Design work can be approached in a number of different ways. But when it comes to standards-based designs for systems centering on wireless connectivity or multimedia, it makes more sense than ever to consider starting at least some parts of the process from the algorithmic level.
With most communications protocols embodied largely in algorithmic functions, this is the ideal place from which to begin defining system implementation and partitioning. Indeed, EDA vendors who traffic in high-level synthesis and verification tools agree.
“The extreme high-level design that we see involves algorithmic tools from vendors like the MathWorks,” says Brett Cline, director of marketing at Forte Design Systems. “If you think about the key algorithm for your next HDTV design, the algorithm can process the data, but you have to decide on the format for implementation. These decisions can pertain to hardware or software or both.”

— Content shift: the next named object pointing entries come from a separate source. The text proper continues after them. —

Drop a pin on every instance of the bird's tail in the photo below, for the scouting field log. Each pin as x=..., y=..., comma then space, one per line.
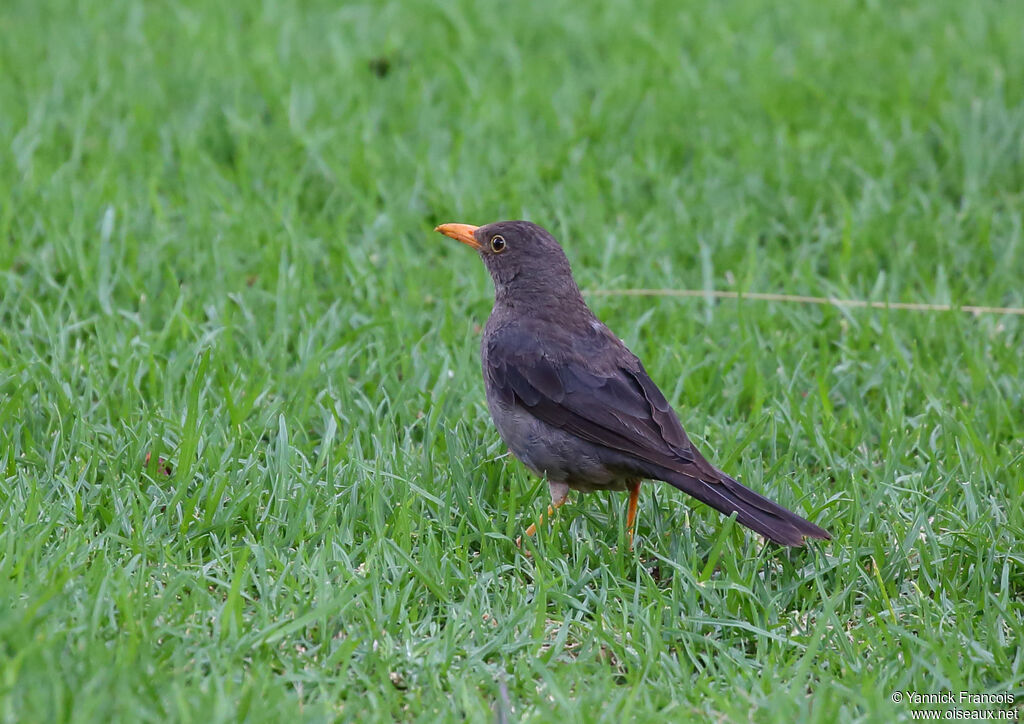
x=753, y=510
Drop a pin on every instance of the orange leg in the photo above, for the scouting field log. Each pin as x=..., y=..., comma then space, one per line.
x=631, y=513
x=555, y=505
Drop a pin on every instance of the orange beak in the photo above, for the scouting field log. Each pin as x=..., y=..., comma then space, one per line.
x=460, y=232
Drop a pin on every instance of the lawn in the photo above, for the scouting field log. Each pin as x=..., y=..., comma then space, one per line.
x=246, y=467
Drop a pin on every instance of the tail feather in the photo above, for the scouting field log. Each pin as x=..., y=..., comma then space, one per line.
x=753, y=510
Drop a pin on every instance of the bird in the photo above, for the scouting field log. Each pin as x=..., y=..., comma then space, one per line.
x=574, y=405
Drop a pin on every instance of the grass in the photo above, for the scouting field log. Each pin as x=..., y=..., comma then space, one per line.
x=215, y=249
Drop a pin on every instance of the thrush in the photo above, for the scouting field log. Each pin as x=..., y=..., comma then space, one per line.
x=574, y=405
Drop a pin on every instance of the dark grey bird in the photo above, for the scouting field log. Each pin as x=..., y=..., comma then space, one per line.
x=577, y=407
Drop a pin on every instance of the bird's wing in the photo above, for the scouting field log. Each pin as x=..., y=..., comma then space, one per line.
x=593, y=387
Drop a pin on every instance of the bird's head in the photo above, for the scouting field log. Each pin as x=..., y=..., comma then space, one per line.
x=524, y=260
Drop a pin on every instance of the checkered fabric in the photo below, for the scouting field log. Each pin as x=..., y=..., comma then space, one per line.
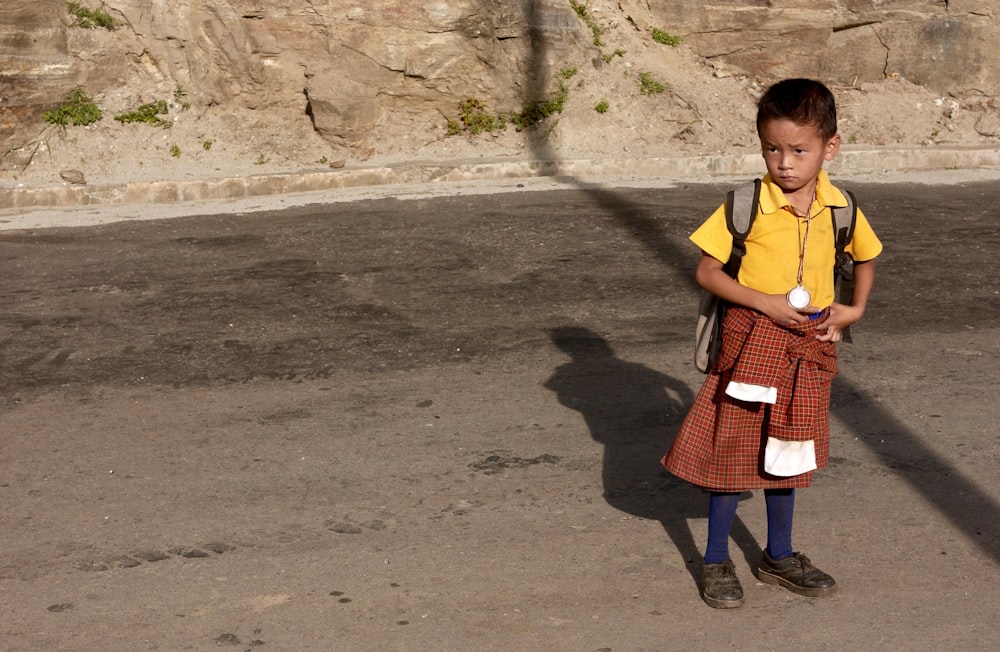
x=720, y=446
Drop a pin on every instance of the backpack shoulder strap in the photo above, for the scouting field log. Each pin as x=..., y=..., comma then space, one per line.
x=741, y=209
x=844, y=219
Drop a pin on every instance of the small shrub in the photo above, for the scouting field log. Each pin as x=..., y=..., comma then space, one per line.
x=89, y=18
x=180, y=98
x=583, y=11
x=611, y=55
x=77, y=109
x=149, y=113
x=648, y=85
x=666, y=39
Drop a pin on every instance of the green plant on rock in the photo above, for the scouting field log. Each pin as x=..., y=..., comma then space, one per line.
x=473, y=117
x=89, y=18
x=77, y=109
x=663, y=37
x=149, y=113
x=180, y=98
x=648, y=84
x=583, y=11
x=611, y=55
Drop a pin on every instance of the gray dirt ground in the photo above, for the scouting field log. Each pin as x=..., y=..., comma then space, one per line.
x=433, y=423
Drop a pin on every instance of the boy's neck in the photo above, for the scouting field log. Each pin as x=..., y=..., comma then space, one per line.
x=802, y=199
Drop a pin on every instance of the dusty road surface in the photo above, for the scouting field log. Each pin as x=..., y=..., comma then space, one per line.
x=435, y=424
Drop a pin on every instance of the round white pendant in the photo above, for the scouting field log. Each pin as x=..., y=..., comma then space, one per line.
x=798, y=298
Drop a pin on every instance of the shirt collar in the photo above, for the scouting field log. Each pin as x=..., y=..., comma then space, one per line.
x=772, y=199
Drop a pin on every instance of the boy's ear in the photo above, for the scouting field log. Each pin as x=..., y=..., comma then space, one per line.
x=832, y=147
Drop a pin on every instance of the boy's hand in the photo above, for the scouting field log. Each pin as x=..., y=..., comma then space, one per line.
x=840, y=317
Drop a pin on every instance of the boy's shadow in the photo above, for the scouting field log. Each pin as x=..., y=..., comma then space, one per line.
x=635, y=412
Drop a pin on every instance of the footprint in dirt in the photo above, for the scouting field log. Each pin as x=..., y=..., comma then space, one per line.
x=152, y=555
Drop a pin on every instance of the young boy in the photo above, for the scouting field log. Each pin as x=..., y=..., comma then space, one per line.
x=761, y=419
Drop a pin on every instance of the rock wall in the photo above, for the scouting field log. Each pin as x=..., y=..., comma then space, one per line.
x=947, y=45
x=353, y=65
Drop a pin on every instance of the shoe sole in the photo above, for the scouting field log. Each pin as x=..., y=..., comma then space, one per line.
x=715, y=603
x=768, y=578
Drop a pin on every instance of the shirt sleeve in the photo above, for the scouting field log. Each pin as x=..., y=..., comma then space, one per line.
x=865, y=245
x=713, y=236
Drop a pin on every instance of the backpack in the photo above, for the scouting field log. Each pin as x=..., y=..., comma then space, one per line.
x=741, y=209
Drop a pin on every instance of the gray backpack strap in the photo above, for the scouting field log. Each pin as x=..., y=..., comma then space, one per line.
x=741, y=209
x=844, y=219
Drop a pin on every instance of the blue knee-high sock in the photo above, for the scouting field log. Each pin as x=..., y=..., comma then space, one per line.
x=721, y=514
x=780, y=508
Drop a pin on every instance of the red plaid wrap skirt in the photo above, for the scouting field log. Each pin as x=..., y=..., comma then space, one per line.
x=720, y=445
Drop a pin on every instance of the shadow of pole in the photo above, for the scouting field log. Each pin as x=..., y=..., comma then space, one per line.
x=965, y=505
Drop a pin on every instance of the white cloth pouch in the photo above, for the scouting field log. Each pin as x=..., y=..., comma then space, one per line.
x=787, y=458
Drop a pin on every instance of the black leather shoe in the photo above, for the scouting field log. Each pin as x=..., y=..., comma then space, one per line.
x=720, y=588
x=797, y=574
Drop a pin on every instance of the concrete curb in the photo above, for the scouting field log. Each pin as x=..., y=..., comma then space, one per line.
x=848, y=162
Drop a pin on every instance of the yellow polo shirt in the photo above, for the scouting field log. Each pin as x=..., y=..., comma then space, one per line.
x=771, y=262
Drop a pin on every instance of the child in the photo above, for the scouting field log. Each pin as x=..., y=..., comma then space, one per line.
x=761, y=419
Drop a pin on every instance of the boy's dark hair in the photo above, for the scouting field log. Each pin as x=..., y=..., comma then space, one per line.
x=803, y=101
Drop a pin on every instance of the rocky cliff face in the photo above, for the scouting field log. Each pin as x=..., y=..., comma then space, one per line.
x=365, y=74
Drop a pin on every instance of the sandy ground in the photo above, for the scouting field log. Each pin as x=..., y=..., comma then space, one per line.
x=435, y=424
x=704, y=109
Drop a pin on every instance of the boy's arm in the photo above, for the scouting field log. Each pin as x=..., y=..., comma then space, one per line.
x=711, y=276
x=842, y=316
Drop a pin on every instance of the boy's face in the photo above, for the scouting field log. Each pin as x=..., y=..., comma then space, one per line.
x=794, y=154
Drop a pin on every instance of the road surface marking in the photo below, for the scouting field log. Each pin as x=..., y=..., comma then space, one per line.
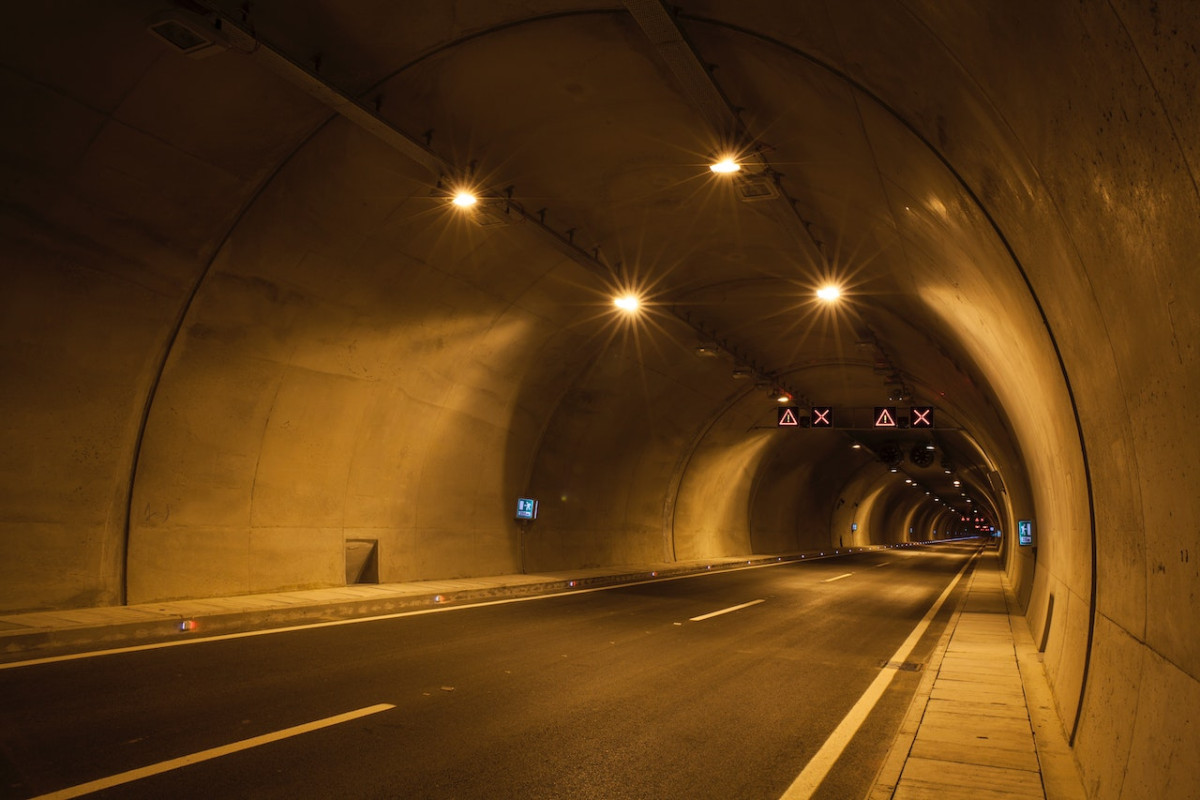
x=207, y=755
x=725, y=611
x=377, y=618
x=819, y=767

According to Cline, that’s a major reason for embarking on algorithmic-level work. Designers have found that doing this kind of partitioning and exploration of implementation options helps them demonstrate that their algorithms will process data properly.
According to Ken Karnofsky, marketing director for signal processing and communications at the MathWorks, algorithmic-level design is seeing an upsurge in interest in areas beyond communications and multimedia. For one, DSP designers are algorithmfocused and use high-level tools to implement their computationally intensive algorithms in hardware or software so they perform quickly and efficiently.
But algorithmic design also sees considerable use in the design of feedback-control systems, according to Karnofsky. “In feedback control, where it’s more electromechanical, as well as in automotive applications, algorithmic-level tools are used to model the environment in which the algorithm is used,” he says.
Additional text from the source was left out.